The England team that visits Australia for the next Women’s Ashes “Down Under”, in around about 2026, is likely to be very different to the side that has just suffered a comprehensive defeat in 2022.
By 2026, most of the batters who started this series will have retired – Heather Knight and Lauren Winfield-Hill will be 35, Tammy Beaumont and Danni Wyatt 34, Nat Sciver 33 and Amy Jones 32. Of the bowlers, Katherine Brunt will be 40 and Anya Shrubsole 34.

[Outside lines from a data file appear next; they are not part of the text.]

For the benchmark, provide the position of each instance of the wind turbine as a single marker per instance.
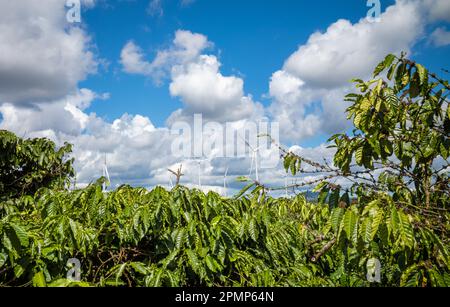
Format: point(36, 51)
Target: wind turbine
point(106, 175)
point(285, 185)
point(225, 182)
point(254, 160)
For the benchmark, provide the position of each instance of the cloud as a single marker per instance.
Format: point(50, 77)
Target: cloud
point(42, 57)
point(186, 46)
point(185, 3)
point(154, 8)
point(203, 89)
point(440, 37)
point(436, 10)
point(308, 92)
point(195, 78)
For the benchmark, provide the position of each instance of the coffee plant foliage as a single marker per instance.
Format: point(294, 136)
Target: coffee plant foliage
point(395, 209)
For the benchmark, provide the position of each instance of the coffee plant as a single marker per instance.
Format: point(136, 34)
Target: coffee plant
point(393, 211)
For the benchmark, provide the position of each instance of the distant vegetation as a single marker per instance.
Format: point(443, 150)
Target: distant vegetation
point(395, 210)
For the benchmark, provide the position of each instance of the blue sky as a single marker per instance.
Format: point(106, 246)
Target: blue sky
point(253, 39)
point(114, 83)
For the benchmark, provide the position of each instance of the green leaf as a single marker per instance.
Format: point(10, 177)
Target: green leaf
point(39, 280)
point(245, 189)
point(336, 217)
point(21, 234)
point(384, 64)
point(350, 225)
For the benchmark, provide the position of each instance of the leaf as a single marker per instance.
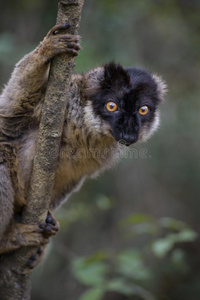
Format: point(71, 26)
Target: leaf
point(93, 294)
point(89, 272)
point(162, 246)
point(130, 263)
point(136, 219)
point(121, 286)
point(171, 223)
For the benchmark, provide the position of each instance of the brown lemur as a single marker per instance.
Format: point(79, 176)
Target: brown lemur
point(110, 108)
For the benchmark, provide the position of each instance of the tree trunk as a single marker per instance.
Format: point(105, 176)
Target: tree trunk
point(15, 277)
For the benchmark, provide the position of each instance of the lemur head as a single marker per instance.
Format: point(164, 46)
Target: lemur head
point(127, 100)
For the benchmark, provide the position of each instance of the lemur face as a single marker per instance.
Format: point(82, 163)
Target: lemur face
point(127, 100)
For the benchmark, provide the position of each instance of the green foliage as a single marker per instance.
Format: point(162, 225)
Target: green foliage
point(127, 271)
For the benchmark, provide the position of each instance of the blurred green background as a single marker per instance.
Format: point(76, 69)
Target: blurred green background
point(132, 233)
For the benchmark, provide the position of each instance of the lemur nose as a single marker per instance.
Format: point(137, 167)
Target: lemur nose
point(129, 139)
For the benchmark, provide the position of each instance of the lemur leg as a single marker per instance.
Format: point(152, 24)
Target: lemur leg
point(30, 75)
point(50, 223)
point(18, 235)
point(6, 197)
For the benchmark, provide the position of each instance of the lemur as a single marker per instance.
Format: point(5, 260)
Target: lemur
point(108, 106)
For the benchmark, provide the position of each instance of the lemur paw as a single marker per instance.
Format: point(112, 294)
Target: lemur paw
point(50, 226)
point(57, 42)
point(34, 260)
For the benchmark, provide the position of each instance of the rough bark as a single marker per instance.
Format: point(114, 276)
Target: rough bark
point(15, 277)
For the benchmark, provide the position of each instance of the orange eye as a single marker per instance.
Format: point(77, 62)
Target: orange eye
point(111, 106)
point(143, 110)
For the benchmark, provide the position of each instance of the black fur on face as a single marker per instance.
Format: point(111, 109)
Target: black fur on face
point(130, 89)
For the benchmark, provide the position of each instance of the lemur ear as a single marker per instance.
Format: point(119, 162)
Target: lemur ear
point(161, 86)
point(115, 75)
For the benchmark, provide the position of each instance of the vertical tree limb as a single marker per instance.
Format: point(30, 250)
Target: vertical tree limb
point(15, 278)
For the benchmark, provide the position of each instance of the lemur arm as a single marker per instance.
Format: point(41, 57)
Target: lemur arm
point(30, 75)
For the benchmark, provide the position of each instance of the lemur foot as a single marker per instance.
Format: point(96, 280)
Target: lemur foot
point(34, 260)
point(50, 226)
point(56, 42)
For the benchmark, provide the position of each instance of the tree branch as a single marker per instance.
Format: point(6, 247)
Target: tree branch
point(15, 278)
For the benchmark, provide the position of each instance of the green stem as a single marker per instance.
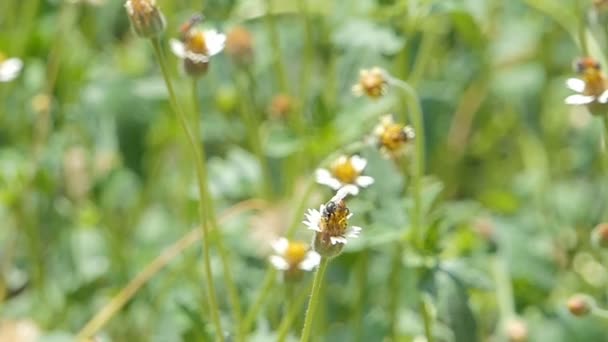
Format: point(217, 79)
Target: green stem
point(199, 157)
point(313, 302)
point(267, 286)
point(291, 315)
point(413, 104)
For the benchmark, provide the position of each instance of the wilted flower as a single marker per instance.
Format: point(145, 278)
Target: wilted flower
point(280, 106)
point(9, 68)
point(147, 20)
point(591, 87)
point(579, 305)
point(345, 173)
point(196, 47)
point(239, 42)
point(372, 82)
point(330, 224)
point(391, 137)
point(293, 257)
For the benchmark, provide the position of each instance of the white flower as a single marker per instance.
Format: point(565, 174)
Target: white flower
point(10, 69)
point(345, 173)
point(293, 255)
point(199, 45)
point(584, 96)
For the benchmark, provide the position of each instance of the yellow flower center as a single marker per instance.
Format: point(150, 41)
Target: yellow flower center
point(344, 171)
point(393, 136)
point(295, 253)
point(196, 42)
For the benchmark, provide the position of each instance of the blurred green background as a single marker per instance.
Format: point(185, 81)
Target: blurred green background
point(96, 179)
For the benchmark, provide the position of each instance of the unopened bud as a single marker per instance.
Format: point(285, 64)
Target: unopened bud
point(146, 18)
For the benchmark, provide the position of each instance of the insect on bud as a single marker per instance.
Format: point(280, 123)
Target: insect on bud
point(146, 18)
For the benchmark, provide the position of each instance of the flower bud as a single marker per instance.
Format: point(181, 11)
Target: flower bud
point(599, 236)
point(239, 46)
point(579, 305)
point(146, 18)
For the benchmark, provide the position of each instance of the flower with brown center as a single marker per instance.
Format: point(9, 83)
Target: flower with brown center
point(330, 224)
point(591, 86)
point(239, 42)
point(146, 18)
point(345, 173)
point(372, 83)
point(9, 68)
point(293, 257)
point(392, 138)
point(196, 47)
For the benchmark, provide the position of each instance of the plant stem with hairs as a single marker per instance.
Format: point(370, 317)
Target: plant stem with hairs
point(201, 173)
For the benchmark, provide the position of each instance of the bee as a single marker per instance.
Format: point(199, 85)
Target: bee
point(185, 28)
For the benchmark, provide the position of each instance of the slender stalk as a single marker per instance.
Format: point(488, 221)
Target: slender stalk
point(413, 104)
point(313, 302)
point(289, 318)
point(201, 170)
point(265, 290)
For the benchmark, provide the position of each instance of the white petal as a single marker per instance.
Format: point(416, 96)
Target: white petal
point(358, 163)
point(280, 245)
point(578, 99)
point(215, 42)
point(576, 84)
point(324, 177)
point(311, 261)
point(353, 232)
point(178, 48)
point(364, 181)
point(9, 69)
point(337, 239)
point(603, 98)
point(279, 263)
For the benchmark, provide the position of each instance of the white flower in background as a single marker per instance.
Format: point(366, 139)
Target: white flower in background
point(9, 68)
point(330, 224)
point(345, 172)
point(293, 256)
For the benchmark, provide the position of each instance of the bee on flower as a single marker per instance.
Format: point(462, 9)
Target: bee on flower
point(293, 257)
point(345, 173)
point(9, 68)
point(330, 224)
point(196, 47)
point(147, 20)
point(372, 82)
point(392, 138)
point(590, 87)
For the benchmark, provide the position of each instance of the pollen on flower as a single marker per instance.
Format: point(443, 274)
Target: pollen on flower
point(372, 83)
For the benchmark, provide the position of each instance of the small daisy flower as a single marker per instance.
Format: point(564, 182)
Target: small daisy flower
point(345, 173)
point(196, 47)
point(147, 20)
point(590, 87)
point(330, 224)
point(293, 257)
point(9, 68)
point(372, 82)
point(392, 138)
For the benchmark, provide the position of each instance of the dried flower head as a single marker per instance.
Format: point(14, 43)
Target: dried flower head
point(330, 224)
point(372, 82)
point(580, 305)
point(293, 257)
point(280, 106)
point(599, 236)
point(239, 45)
point(147, 20)
point(345, 173)
point(392, 138)
point(196, 47)
point(590, 87)
point(9, 68)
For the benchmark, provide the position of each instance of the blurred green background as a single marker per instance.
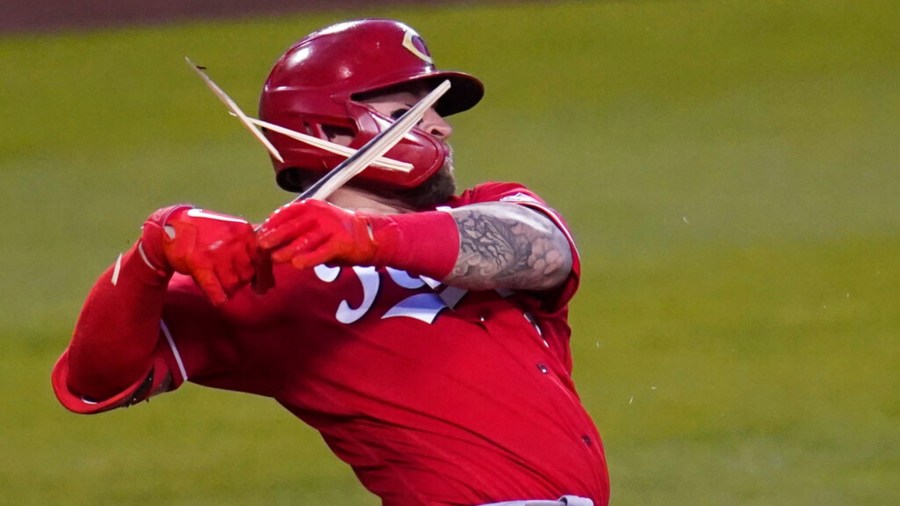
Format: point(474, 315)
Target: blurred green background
point(730, 170)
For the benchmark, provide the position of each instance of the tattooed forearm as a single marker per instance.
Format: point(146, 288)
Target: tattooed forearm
point(508, 246)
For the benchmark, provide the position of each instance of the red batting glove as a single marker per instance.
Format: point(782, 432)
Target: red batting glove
point(311, 232)
point(217, 250)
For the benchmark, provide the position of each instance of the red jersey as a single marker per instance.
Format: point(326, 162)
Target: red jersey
point(433, 394)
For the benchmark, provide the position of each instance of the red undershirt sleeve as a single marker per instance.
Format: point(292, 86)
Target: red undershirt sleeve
point(110, 359)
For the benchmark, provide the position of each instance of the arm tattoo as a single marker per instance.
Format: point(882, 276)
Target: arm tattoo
point(508, 246)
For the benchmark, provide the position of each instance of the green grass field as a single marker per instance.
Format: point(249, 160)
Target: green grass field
point(729, 168)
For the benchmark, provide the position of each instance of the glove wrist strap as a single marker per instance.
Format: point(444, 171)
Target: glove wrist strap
point(153, 233)
point(419, 243)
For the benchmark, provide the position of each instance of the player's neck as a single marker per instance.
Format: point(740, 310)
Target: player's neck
point(360, 200)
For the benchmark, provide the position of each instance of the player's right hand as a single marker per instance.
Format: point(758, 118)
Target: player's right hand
point(217, 250)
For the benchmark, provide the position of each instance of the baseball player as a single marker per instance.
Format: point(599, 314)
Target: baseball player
point(423, 332)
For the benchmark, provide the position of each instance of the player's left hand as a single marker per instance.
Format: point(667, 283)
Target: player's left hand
point(311, 232)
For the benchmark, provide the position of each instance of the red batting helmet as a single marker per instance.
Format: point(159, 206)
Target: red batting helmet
point(316, 84)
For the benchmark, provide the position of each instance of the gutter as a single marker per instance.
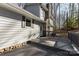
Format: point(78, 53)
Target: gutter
point(20, 11)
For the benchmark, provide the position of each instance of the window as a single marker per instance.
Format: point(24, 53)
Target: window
point(28, 22)
point(23, 22)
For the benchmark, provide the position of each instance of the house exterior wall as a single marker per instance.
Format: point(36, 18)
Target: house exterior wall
point(11, 32)
point(34, 10)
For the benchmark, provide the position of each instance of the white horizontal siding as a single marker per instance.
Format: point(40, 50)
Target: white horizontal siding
point(11, 32)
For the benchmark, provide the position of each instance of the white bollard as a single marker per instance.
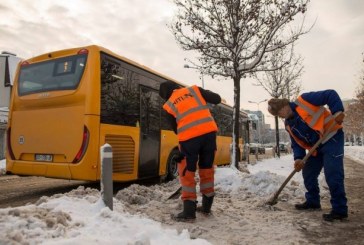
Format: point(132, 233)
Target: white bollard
point(106, 175)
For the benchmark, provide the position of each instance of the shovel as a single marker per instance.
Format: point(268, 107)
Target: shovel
point(273, 200)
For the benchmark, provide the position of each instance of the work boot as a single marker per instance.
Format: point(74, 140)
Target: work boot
point(334, 216)
point(206, 205)
point(188, 213)
point(307, 206)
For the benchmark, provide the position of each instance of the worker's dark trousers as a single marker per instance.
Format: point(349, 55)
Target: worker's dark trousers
point(201, 150)
point(330, 157)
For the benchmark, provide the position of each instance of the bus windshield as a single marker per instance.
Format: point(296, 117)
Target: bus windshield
point(58, 74)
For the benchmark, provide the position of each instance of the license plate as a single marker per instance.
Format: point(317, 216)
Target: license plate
point(44, 157)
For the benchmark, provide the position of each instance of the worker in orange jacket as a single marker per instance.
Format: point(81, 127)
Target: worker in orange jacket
point(196, 129)
point(307, 120)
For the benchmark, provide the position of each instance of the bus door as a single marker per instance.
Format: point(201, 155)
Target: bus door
point(150, 113)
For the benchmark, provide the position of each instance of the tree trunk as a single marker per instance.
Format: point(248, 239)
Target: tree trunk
point(277, 137)
point(236, 129)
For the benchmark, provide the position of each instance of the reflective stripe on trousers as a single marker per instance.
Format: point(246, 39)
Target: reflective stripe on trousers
point(188, 182)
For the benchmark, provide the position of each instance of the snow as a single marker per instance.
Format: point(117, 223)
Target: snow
point(141, 214)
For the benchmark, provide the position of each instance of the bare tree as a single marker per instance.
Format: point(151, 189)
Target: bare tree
point(234, 38)
point(354, 121)
point(283, 82)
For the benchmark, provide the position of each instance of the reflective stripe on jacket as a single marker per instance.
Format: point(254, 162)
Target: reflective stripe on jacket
point(318, 118)
point(192, 114)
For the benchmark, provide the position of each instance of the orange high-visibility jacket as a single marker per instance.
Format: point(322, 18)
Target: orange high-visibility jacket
point(318, 118)
point(192, 114)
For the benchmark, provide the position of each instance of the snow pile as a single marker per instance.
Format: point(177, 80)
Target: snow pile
point(142, 213)
point(80, 217)
point(355, 153)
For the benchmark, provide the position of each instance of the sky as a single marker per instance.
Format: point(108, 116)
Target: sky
point(137, 29)
point(80, 216)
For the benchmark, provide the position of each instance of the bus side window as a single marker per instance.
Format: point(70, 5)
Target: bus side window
point(120, 97)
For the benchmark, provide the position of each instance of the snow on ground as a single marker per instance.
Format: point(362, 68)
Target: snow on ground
point(142, 214)
point(355, 153)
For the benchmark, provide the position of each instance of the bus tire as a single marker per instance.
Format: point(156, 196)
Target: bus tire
point(172, 169)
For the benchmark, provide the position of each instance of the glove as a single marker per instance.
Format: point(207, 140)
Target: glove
point(298, 165)
point(340, 118)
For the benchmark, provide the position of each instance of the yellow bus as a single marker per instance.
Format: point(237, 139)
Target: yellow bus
point(66, 104)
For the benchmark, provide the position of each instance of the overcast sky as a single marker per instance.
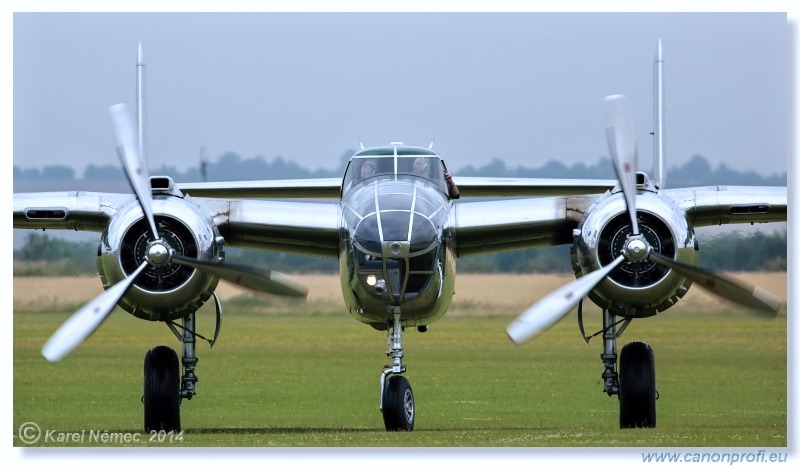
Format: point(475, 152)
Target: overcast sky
point(524, 87)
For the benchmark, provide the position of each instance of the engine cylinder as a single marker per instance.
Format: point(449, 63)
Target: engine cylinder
point(638, 287)
point(164, 291)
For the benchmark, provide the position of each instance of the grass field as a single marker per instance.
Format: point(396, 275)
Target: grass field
point(286, 374)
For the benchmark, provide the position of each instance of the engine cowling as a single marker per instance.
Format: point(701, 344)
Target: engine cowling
point(166, 291)
point(636, 288)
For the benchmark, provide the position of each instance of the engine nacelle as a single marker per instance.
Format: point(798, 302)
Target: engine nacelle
point(168, 291)
point(635, 288)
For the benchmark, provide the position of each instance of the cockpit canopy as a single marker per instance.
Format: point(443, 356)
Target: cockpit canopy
point(400, 162)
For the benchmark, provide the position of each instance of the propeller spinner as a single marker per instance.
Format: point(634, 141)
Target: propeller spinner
point(621, 139)
point(87, 319)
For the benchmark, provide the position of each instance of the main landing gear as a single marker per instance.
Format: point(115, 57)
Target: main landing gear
point(635, 383)
point(164, 387)
point(397, 398)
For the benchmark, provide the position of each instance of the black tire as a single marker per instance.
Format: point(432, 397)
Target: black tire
point(637, 386)
point(162, 399)
point(398, 405)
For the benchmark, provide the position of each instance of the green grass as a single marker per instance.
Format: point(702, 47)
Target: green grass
point(313, 381)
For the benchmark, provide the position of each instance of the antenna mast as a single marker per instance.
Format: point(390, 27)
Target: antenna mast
point(141, 105)
point(659, 143)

So what might England look like in 2026?
In the spirit of seeking out a “Next Generation”, I’ve deliberately not included anyone who will be 30 (or older) in 4 years time. But this still leaves us with a team with an average age of 25, and plenty of experience behind them, bearing in mind that all of these players are already playing regional cricket and The Hundred.
- Emma Lamb (Age 28, in 2026)
- Bryony Smith (28)
- Grace Scrivens (22) (Vice Captain)
- Alice Capsey (21)
- Sophia Dunkley (27) (Captain)
- Dani Gibson (24)
- Bess Heath (24) (Wicket Keeper)
- Charlie Dean (25)
- Sophie Ecclestone (26)
- Emily Arlott (27)
- Lauren Bell (25)
Will this be the team in 2026? Almost certainly not – it’s a bit spin-heavy, for starters! And anything could happen. Maybe one of the regional pros currently in their mid-to-late-20s will have a late-career “burst” and step up to international cricket aged 30? Perhaps one of the players listed will be being kept out of the side by a then-18-year-old we’ve currently never head of – the next Alice Capsey, who breaks through in 2024/25? Or, who knows, Katherine Brunt could still be steaming in aged 40, dropping hints about her coming retirement… after one last hurrah at the 2029 World Cup!
But the core of the side is likely to look a lot like this, and the important point is that this isn’t just an academic question – this is where we should be focussing our resources and investment in regional cricket over the next 4 years. In particular, let’s make sure that all these players are given proper opportunities in The Hundred, batting up the order and bowling their full quota of balls; perhaps even by tweaking the playing conditions to prevent sides limiting the opportunities of young players, because they’ve got 3 international all-rounders who bat in the top 4 and bowl 60 balls between them?